Questions/Responses to compañeros:
Ernesto asks something that may have been already at least partially answered in one of Delia´s questions: ¨Unlike the traditional literature that may be found printed on a page, electronic literature is the product of a multi-layered structure.¨ While it is true that we become aware of these layers through electronic literature, i want to believe that is it possible to read printed texts as layered (for example, the layer of the texture of paper, the design of the book; sonic patterns in poetry´s alliterations, rhyme and rhythm, visuals, type, punctuation, etc).
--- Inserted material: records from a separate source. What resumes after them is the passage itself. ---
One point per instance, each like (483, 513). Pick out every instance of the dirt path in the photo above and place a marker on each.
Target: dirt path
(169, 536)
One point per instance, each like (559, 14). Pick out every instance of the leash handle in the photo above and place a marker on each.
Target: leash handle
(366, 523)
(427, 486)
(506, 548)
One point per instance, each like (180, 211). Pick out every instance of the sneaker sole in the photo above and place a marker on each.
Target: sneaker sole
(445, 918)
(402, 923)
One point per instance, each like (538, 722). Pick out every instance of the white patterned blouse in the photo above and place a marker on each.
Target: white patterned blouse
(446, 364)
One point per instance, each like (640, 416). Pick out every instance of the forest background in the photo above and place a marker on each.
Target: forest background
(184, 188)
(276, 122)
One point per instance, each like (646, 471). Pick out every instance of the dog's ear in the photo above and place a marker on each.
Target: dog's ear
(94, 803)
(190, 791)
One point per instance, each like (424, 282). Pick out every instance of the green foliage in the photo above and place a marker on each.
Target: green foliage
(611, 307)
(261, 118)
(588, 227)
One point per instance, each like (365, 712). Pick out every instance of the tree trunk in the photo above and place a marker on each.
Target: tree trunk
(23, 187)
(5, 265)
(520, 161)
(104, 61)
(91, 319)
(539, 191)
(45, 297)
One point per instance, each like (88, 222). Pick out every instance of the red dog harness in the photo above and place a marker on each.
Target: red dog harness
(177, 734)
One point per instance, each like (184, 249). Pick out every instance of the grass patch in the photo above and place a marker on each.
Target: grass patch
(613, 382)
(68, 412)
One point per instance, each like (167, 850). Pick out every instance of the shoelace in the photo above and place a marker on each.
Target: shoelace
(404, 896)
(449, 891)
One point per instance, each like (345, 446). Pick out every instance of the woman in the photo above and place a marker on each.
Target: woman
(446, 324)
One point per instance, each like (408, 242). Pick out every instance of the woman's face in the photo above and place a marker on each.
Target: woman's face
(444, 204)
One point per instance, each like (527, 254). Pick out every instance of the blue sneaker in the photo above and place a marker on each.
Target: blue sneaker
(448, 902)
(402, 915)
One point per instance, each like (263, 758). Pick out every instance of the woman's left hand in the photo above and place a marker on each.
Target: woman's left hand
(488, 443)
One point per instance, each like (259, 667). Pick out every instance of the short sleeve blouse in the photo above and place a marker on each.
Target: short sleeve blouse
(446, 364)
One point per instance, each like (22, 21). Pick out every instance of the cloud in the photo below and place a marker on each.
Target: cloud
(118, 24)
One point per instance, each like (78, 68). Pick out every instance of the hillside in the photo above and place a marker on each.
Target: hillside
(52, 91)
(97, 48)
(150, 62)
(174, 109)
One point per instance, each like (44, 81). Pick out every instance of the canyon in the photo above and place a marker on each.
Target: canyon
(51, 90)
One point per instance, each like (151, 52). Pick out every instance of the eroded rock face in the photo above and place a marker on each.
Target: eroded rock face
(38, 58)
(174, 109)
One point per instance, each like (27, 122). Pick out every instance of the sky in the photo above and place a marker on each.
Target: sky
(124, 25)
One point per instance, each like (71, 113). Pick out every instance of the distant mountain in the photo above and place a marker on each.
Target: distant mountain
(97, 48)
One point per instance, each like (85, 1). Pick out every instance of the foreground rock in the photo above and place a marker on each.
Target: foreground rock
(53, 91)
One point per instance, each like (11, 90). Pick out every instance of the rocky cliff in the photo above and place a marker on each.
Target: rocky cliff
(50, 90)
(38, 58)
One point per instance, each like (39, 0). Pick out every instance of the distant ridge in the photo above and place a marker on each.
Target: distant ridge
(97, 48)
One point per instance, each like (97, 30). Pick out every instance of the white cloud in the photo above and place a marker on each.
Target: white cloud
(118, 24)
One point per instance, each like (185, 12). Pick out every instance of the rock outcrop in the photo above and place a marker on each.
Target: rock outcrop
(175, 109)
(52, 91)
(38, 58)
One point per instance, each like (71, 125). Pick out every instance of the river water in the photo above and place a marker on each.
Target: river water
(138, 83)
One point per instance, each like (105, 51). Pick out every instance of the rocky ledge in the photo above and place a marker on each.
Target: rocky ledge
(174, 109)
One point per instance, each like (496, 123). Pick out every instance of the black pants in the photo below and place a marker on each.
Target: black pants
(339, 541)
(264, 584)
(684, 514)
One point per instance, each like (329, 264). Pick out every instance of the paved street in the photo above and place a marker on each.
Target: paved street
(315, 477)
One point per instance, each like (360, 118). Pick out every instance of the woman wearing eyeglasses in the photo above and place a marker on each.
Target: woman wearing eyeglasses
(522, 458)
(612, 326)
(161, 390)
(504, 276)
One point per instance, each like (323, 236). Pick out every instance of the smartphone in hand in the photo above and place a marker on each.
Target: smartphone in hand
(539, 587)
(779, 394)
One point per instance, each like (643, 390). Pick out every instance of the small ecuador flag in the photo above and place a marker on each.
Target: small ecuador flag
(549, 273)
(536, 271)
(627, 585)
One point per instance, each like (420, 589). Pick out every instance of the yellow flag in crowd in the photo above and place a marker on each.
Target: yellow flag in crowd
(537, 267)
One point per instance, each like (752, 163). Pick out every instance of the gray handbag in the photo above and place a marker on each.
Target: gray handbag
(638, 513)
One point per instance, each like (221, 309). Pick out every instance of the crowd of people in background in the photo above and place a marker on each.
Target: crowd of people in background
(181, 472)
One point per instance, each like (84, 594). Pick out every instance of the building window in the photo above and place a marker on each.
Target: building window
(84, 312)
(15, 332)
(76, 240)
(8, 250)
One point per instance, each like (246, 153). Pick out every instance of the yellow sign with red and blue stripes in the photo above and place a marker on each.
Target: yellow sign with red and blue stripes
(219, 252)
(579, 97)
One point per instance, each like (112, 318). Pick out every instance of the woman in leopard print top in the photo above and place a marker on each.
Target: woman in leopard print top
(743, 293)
However, what would be then the specificity of each medium? Is there something equivalent to the structural absence of the code in e-lit that is equivalently absent though fundamental to our interactions with printed texts? Also, and analog to the absence of the script in the display in E´s question to Luis about performance, for me it usually implies that your are performing something else. That is, in performance there seems to be always an element of transmission, or translation or folding: how is it fundamentally different from the performance of code in the interfaces? It seems like the performed text is always absent in the performance...
Also, Delia says that glitch poetics create spaces that resist capitalist interests: is creating these spaces synonymous with disrupting capitalism, or they are just escapes that while they protect us from the system they do not necessarily disrupt it, but may leave it intact? What would it take?